O órgão governamental renovaria então as licenças por mais 30 dias, a fim de dar uma segunda chance à Transbrasil. Em fevereiro, porém, a previsão é de que o DAC casse de vez as rotas.
Segundo a portaria 569 do órgão governamental, as concessões de rotas de vôos concedidas à uma empresa aérea vencem oficialmente 90 dias depois de a companhia não ter utilizado 75% das frequências.
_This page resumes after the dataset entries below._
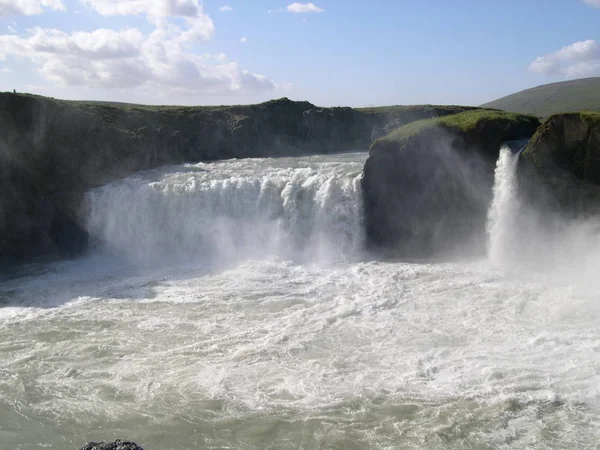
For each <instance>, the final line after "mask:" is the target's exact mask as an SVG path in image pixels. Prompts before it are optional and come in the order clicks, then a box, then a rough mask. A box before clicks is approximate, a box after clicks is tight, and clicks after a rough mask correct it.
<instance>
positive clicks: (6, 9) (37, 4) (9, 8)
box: [0, 0, 66, 17]
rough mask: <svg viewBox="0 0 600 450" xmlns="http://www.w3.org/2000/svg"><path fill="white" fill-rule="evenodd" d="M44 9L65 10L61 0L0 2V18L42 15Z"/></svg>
mask: <svg viewBox="0 0 600 450" xmlns="http://www.w3.org/2000/svg"><path fill="white" fill-rule="evenodd" d="M44 9H51V10H54V11H65V10H66V8H65V4H64V3H63V2H62V0H0V17H7V16H33V15H36V14H42V13H43V12H44Z"/></svg>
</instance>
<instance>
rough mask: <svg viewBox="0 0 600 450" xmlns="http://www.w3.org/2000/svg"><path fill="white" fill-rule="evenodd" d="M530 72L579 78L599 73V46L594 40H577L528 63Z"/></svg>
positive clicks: (595, 74) (537, 57)
mask: <svg viewBox="0 0 600 450" xmlns="http://www.w3.org/2000/svg"><path fill="white" fill-rule="evenodd" d="M529 70H531V71H532V72H537V73H542V74H546V75H557V74H560V75H563V76H565V77H567V78H579V77H586V76H592V75H597V74H600V46H598V44H597V42H596V41H594V40H591V39H590V40H587V41H579V42H575V43H573V44H571V45H567V46H565V47H563V48H561V49H560V50H557V51H555V52H553V53H549V54H547V55H544V56H538V57H537V58H536V59H534V60H533V61H532V62H531V64H529Z"/></svg>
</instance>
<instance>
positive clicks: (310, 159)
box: [87, 154, 364, 263]
mask: <svg viewBox="0 0 600 450" xmlns="http://www.w3.org/2000/svg"><path fill="white" fill-rule="evenodd" d="M361 158H362V159H364V157H362V155H360V158H359V162H357V156H356V154H353V155H352V157H350V156H344V155H338V156H334V157H331V156H330V157H313V158H303V159H294V158H284V159H278V160H272V159H271V160H269V159H248V160H231V161H223V162H218V163H212V164H196V165H186V166H179V167H171V168H168V169H162V170H159V171H151V172H146V173H143V174H138V175H136V176H132V177H129V178H127V179H125V180H122V181H118V182H115V183H112V184H109V185H106V186H103V187H101V188H98V189H95V190H93V191H91V192H90V193H89V194H88V198H87V203H88V217H87V227H88V231H89V232H90V234H91V236H92V237H93V238H95V239H96V240H97V241H99V242H100V245H101V246H102V247H104V248H107V249H108V250H110V251H112V252H116V253H118V254H121V255H124V256H125V257H127V258H128V259H131V260H134V261H136V262H141V263H152V261H155V260H157V259H160V260H163V259H165V258H166V259H182V258H183V259H194V260H201V261H204V262H209V263H223V262H228V261H231V260H236V261H237V260H241V259H262V258H265V257H267V258H268V257H279V258H285V259H304V260H306V259H310V260H313V259H332V258H340V257H348V256H351V255H352V254H354V253H355V252H356V251H357V250H359V249H360V248H361V247H362V244H363V230H362V207H361V192H360V174H361V171H362V163H361V162H360V159H361Z"/></svg>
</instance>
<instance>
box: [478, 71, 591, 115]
mask: <svg viewBox="0 0 600 450" xmlns="http://www.w3.org/2000/svg"><path fill="white" fill-rule="evenodd" d="M481 106H482V107H486V108H498V109H502V110H505V111H511V112H517V113H522V114H533V115H536V116H538V117H548V116H550V115H552V114H556V113H563V112H578V111H586V110H587V111H600V78H598V77H597V78H583V79H579V80H572V81H564V82H560V83H551V84H545V85H542V86H537V87H535V88H532V89H527V90H524V91H521V92H517V93H515V94H511V95H508V96H506V97H502V98H500V99H497V100H494V101H492V102H489V103H485V104H484V105H481Z"/></svg>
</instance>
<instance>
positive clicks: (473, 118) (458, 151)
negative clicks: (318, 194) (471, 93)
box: [363, 110, 539, 257]
mask: <svg viewBox="0 0 600 450" xmlns="http://www.w3.org/2000/svg"><path fill="white" fill-rule="evenodd" d="M538 125H539V122H538V120H537V119H536V118H534V117H531V116H522V115H516V114H510V113H503V112H500V111H485V110H479V111H472V112H463V113H460V114H456V115H451V116H446V117H444V118H441V119H435V120H424V121H419V122H414V123H411V124H408V125H405V126H404V127H402V128H399V129H398V130H396V131H394V132H392V133H391V134H389V135H388V136H386V137H384V138H381V139H378V140H377V141H375V143H374V144H373V145H372V147H371V152H370V155H369V158H368V160H367V162H366V164H365V169H364V178H363V196H364V208H365V220H366V232H367V239H368V242H369V244H370V246H371V248H373V249H375V250H378V251H380V252H384V253H386V254H388V255H390V256H402V257H430V256H439V255H441V254H446V253H452V252H455V251H460V252H461V253H465V252H468V253H476V252H480V251H483V250H484V248H485V239H484V238H485V225H486V220H487V210H488V206H489V203H490V201H491V198H492V188H493V183H494V168H495V164H496V160H497V159H498V155H499V150H500V147H501V145H502V143H503V142H505V141H513V140H518V139H523V138H528V137H530V136H531V135H532V134H533V133H534V132H535V130H536V128H537V126H538Z"/></svg>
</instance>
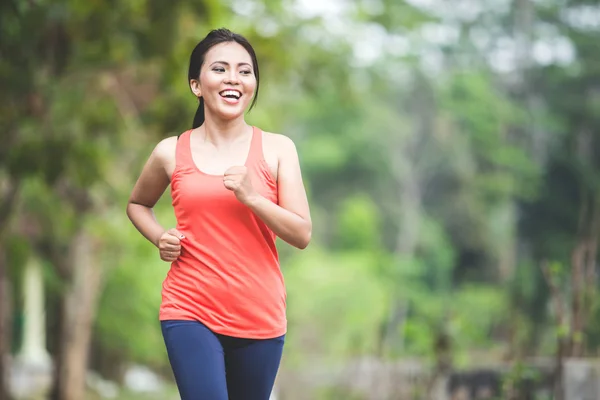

Mas o próprio DAC considera que, na prática, o prazo válido é mesmo de 30 dias, pois após esse período a empresa não tem condições de atingir o percentual estabelecido.
A Transbrasil suspendeu todos os vôos desde o dia 3 de dezembro, devido à falta de dinheiro para pagar combustível. Possui apenas dois Boeing-737/300 e um 737/200 em condições de voar.
Na semana passada, a TAM afirmou estar interessada na aquisição dos hangares e terminais de carga da empresa, assim como na contratação de 1.200 dos cerca de 2.200 trabalhadores da companhia aérea.
A proposta foi apresentada à TAM pela federação dos aeroviários e aeronautas, que quer forçar uma intervenção do governo federal na Transbrasil e evitar que ela assine contratos com a Gol para o repasse de sua infra-estrutura, sem absorver trabalhadores.
A Gol confirmou ter iniciado entendimentos com a Transbrasil, mas esta negou qualquer negociação do tipo. De qualquer maneira, a absorção de infra-estrutrura da Transbrasil por outra empresa precisa da autorização da Infraero, proprietária dos terrenos nos aeroportos do país.